Magistrado ponente: Patricia Salazar Cuéllar

CORTE SUPREMA DE JUSTICIA República de Colombia Corte Suprema de Justicia Proceso de Tutela Radicación 76.357 Impugnación Alba Tulia Peñarete Murcia CORTE SUPREMA DE JUSTICIA SALA DE CASACIÓN PENAL SALA DE DECISIÓN DE TUTELAS No. 3 PATRICIA SALAZAR CUÉLLAR MAGISTRADA PONENTE STP14297-2014 Radicación No. 76.357 Acta No. 336 Bogotá D. C., catorce (14) de octubre de dos mil catorce (2014) VISTOS Decide la Sala la impugnación propuesta por el apoderado judicial de ALBA TULIA PEÑARETE MURCIA, contra el fallo proferido el 31 de julio del presente año por una Sala de Conjueces de la SALA DE CASACIÓN LABORAL DE LA CORTE SUPREMA DE JUSTICIA, mediante el cual negó las pretensiones de la demanda de tutela interpuesta contra las SALAS DE CASACIÓN CIVIL y LABORAL de esta Corporación, por la presunta vulneración de sus derechos fundamentales.
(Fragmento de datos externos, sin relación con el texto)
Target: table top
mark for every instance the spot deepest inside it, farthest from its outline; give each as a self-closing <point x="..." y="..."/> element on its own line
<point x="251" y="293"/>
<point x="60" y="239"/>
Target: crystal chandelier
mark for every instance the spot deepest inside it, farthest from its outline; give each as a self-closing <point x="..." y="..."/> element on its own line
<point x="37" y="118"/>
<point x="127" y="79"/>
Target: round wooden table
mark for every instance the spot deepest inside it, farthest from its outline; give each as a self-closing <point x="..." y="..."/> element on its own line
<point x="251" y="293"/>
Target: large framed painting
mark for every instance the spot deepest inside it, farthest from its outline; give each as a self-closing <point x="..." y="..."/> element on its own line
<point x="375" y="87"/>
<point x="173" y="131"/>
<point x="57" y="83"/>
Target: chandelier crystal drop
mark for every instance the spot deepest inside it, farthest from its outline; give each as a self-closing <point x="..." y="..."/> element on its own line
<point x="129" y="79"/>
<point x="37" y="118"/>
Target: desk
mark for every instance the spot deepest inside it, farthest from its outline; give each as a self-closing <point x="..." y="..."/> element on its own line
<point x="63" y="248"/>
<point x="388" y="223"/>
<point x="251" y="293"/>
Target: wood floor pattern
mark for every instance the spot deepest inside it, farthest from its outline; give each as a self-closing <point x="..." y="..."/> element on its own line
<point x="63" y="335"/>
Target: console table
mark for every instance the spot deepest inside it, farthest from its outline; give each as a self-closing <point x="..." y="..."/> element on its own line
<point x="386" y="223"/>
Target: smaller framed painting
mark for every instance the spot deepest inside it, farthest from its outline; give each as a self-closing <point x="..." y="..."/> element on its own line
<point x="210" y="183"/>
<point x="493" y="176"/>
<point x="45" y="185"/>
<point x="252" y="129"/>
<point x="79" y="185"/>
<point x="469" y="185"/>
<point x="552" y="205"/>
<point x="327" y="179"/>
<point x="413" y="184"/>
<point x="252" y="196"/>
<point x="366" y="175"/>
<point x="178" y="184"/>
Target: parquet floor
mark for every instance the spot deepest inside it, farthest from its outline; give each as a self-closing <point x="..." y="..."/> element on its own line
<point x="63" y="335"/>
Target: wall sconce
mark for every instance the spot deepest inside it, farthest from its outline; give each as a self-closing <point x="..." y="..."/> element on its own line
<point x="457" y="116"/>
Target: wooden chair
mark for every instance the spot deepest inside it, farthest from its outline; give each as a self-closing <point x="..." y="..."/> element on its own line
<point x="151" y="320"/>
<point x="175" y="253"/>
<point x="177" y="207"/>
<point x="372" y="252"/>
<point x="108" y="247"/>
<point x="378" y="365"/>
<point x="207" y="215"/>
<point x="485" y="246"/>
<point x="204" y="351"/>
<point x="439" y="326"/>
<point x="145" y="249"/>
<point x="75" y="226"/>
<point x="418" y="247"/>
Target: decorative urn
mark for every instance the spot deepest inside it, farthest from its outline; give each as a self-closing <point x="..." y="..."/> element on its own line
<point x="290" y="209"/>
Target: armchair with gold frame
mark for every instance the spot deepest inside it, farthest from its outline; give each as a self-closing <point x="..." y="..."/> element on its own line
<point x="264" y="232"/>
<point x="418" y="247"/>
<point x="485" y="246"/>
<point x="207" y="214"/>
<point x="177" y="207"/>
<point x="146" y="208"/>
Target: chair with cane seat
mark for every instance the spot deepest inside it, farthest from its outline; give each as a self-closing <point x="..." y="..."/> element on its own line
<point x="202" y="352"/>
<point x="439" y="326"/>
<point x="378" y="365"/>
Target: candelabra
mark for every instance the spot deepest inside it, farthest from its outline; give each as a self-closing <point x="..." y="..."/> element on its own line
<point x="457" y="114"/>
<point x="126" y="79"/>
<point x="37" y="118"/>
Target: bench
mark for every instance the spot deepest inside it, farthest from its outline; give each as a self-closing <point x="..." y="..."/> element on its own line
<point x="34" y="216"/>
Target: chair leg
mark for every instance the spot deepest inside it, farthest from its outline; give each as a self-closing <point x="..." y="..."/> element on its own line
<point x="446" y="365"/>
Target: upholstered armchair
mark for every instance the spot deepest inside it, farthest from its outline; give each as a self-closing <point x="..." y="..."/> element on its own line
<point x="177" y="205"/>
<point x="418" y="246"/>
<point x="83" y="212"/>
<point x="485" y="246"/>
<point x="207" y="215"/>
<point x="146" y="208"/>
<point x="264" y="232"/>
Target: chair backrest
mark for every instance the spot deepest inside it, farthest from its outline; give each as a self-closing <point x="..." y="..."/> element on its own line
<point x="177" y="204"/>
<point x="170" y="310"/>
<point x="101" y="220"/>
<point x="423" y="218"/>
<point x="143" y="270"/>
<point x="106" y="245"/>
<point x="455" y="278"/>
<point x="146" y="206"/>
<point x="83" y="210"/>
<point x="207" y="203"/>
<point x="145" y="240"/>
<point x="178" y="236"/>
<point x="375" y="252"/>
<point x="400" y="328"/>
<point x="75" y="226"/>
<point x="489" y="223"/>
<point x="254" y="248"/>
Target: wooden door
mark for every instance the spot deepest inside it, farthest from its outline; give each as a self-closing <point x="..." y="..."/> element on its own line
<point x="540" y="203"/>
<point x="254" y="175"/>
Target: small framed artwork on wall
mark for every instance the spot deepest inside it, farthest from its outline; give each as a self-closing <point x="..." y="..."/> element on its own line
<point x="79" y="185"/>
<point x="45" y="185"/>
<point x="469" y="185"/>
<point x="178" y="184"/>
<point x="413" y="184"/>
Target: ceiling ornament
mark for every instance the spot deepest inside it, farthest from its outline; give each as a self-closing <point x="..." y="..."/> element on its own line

ANTECEDENTES Fueron sintetizados por la Sala de Conjueces de la Sala de Casación Laboral, en la forma en que a continuación se indica: Relata la existencia de un conflicto jurídico, vinculado con un predio ubicado en el municipio de La Calera (Cundinamarca), sobre el cual se debate la posesión del citado inmueble, con la existencia de la servidumbre minera y el proceso de expropiación que vincula a diferentes personas, presentando la hoy tutelante, recurso de apelación contra la providencia del juez de primera instancia, no concedido al no cumplir mandatos procesales (Artículos 4º, 6º y 350 del C.P.C.).

Promovió una primera acción de tutela contra la Sala Civil del Tribunal Superior de Bogotá D.C. y el Juzgado Veintidós Civil del Circuito de la misma ciudad, decidida por la Sala Civil de la Corte Suprema de Justicia, mediante fallo de fecha 9 de diciembre de 2013, confirmada en recurso de impugnación por la sala de Casación Laboral en fecha 19 de febrero de 2014.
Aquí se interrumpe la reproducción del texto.